Nerdy creations with numbers, words, sounds, and pixels

Art, Experimental, Music

FAST FL0YD

When I concluded my work on DEEP FL0YD, a music visualizer made in the Processing coding language, I identified some limitations that I wanted to address in a future version. However, this version turned out to be more than a simple update or reskin—instead, I aimed to achieve similar aesthetics as before while letting ChatGPT handle most of the programming details. Hello, “FAST FL0YD.”

Because an image says more than a thousand words, and a video consists of thousands of images—and also to grab your attention—you can find an example of the visualizer embedded below. During development, I found that Tame Impala works much better than home-recorded progressive indie music, so, for once, I decided to upload a song that is not my own. Be sure to watch in 1440p because any lower resolution will look bad. Also, please install uBlock Origin because YouTube ads are more aggressive than my videos, and I do not monetize, anyway.

Since I already knew what the output was supposed to look like, the visualizer was almost fully functional after one day. Nonetheless, the devil is in the details, so synchronizing audio and visuals took me another full day. So did finding good export settings for the videos. Not to complain, but ChatGPT is still unable to maintain code bases of several hundred or thousand lines, more often than not leading to missing functions, header variables, and much frustration in the process. Out of sheer desperation, I made my own Python tool to quickly combine scripts and copy them into the clipboard to feed the AI just enough information without overwhelming it.

Back to the topic: the most important improvement in FAST FL0YD is real-time capability. Whereas the previous version required extensive pre-processing in the proprietary (and slow) software MATLAB—e.g., importing individual audio multi-tracks to determine their envelopes—the new version relies on Fast Fourier Transform (FFT), which is calculated in real-time and gives FAST FL0YD its very name. Essentially, FFT is used to compute the frequencies of the audio spectrum at a specific time, which are then grouped into bins of one octave each, amounting to a total of eight bins of usable information. In other words, the visualizer constantly reads eight numeric values that slightly change each frame, depending on how much bass, mid-range, and treble are present.

The only question left is how the FFT bin parameters should be mapped to the parameters that control the visuals. These visual parameters include, for example, the velocity of the Floyd particles, their angular randomness, the line width, circle sizes, and some new parameters which I will detail further down. The simple answer: you should do the mapping yourself. I wanted to let the user choose arbitrary linear mappings between input and output parameters without programming a GUI or allowing the user to type mappings as code, potentially enabling bad code injection. Hence, after several unsuccessful and bloated attempts at writing my own text parser in Java, I opted for a good old matrix approach, which you can see in the image below. The columns represent the frequency bin parameters, and the rows represent the visualizer controls. A one means total correlation between the two, while a zero means no correlation at all.

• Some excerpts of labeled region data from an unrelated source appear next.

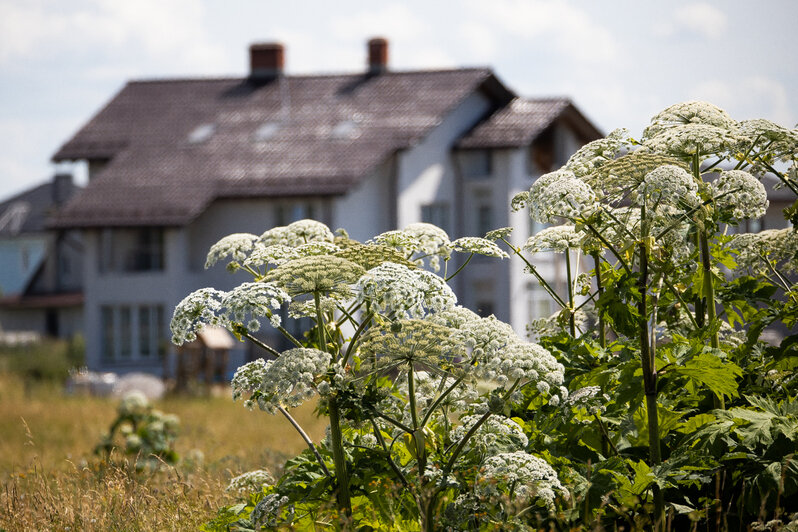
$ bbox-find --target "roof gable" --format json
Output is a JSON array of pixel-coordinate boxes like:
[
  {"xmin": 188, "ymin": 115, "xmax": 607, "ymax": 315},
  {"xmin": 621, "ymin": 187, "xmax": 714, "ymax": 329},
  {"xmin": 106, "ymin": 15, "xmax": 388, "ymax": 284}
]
[{"xmin": 53, "ymin": 69, "xmax": 512, "ymax": 226}]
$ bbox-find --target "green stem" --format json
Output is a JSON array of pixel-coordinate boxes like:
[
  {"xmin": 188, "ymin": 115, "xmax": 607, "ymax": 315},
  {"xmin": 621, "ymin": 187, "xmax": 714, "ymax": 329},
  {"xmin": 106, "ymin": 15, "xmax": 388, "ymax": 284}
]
[
  {"xmin": 593, "ymin": 251, "xmax": 607, "ymax": 349},
  {"xmin": 277, "ymin": 406, "xmax": 332, "ymax": 477},
  {"xmin": 241, "ymin": 332, "xmax": 280, "ymax": 357},
  {"xmin": 565, "ymin": 249, "xmax": 576, "ymax": 338},
  {"xmin": 444, "ymin": 252, "xmax": 474, "ymax": 282},
  {"xmin": 313, "ymin": 292, "xmax": 352, "ymax": 516},
  {"xmin": 502, "ymin": 238, "xmax": 566, "ymax": 308},
  {"xmin": 407, "ymin": 362, "xmax": 418, "ymax": 431},
  {"xmin": 638, "ymin": 242, "xmax": 665, "ymax": 530}
]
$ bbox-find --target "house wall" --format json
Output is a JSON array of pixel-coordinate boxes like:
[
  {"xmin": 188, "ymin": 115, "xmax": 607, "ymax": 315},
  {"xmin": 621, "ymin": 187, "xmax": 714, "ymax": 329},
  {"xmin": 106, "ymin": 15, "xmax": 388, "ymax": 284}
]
[
  {"xmin": 397, "ymin": 93, "xmax": 491, "ymax": 234},
  {"xmin": 330, "ymin": 156, "xmax": 397, "ymax": 242}
]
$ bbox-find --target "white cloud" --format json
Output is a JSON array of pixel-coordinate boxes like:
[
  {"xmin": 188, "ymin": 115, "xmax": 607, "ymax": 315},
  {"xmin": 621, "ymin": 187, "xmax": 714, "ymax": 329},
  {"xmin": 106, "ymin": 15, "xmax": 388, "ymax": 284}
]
[
  {"xmin": 0, "ymin": 0, "xmax": 225, "ymax": 73},
  {"xmin": 673, "ymin": 2, "xmax": 728, "ymax": 39},
  {"xmin": 687, "ymin": 76, "xmax": 795, "ymax": 127},
  {"xmin": 466, "ymin": 0, "xmax": 620, "ymax": 63}
]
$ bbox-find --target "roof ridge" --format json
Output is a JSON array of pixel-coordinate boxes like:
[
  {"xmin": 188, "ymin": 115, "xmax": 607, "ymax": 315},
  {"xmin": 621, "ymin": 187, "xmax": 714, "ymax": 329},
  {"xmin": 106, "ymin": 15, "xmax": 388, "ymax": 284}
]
[{"xmin": 127, "ymin": 66, "xmax": 493, "ymax": 85}]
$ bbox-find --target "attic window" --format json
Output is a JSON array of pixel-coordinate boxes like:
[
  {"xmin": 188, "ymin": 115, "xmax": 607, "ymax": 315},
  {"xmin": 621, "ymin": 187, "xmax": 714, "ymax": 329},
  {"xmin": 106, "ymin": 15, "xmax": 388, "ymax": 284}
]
[
  {"xmin": 253, "ymin": 122, "xmax": 280, "ymax": 142},
  {"xmin": 330, "ymin": 119, "xmax": 362, "ymax": 140},
  {"xmin": 188, "ymin": 124, "xmax": 216, "ymax": 144}
]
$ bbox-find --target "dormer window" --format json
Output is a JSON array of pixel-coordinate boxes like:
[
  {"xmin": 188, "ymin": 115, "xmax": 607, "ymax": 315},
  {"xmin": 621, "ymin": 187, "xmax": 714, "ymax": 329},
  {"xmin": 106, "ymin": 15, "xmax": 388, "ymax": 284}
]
[
  {"xmin": 188, "ymin": 124, "xmax": 216, "ymax": 144},
  {"xmin": 253, "ymin": 122, "xmax": 280, "ymax": 142},
  {"xmin": 330, "ymin": 118, "xmax": 362, "ymax": 140}
]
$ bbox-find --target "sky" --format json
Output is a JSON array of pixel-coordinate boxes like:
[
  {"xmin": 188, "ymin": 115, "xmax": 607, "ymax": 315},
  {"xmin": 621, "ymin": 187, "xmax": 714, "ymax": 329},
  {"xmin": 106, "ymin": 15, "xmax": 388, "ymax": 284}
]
[{"xmin": 0, "ymin": 0, "xmax": 798, "ymax": 201}]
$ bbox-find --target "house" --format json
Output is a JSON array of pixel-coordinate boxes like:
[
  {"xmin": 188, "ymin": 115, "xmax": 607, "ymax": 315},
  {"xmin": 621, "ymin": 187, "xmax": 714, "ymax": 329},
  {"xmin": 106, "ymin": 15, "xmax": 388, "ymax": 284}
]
[
  {"xmin": 0, "ymin": 174, "xmax": 83, "ymax": 338},
  {"xmin": 53, "ymin": 39, "xmax": 601, "ymax": 372}
]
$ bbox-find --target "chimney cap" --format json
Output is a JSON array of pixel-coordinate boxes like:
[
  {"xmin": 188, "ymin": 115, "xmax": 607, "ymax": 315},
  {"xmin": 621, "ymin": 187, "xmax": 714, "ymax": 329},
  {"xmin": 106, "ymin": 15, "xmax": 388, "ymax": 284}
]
[
  {"xmin": 249, "ymin": 42, "xmax": 285, "ymax": 79},
  {"xmin": 368, "ymin": 37, "xmax": 388, "ymax": 74}
]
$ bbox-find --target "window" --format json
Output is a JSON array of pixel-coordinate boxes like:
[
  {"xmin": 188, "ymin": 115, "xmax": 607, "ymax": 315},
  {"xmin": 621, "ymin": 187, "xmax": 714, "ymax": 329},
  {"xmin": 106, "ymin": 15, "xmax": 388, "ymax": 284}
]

Exemplary matrix that maps input to output parameters; worked well with Tame Impala.

I believe that these mappings are highly song- or genre-specific, and I encourage you to play around with the numbers more than I have thus far. The matrix I made for The Moment (pun intended) is only a starting point for overly compressed pop songs featuring a lot of automated bandpass filters.

The previous version of the visualizer also had one major drawback: all users had to install the Processing environment first and then change variables in the code header. Naturally, this was an impediment for people without coding experience. Outsourcing all user variables to a separate INI file that updates the visualizer in real-time spared me the tedious programming of a GUI and made the new visualizer much more versatile. This method is also quite robust, limiting all variables to certain ranges or assuming default values if the respective code lines in the INI file are faulty. Here is an excerpt from that file to give you an idea.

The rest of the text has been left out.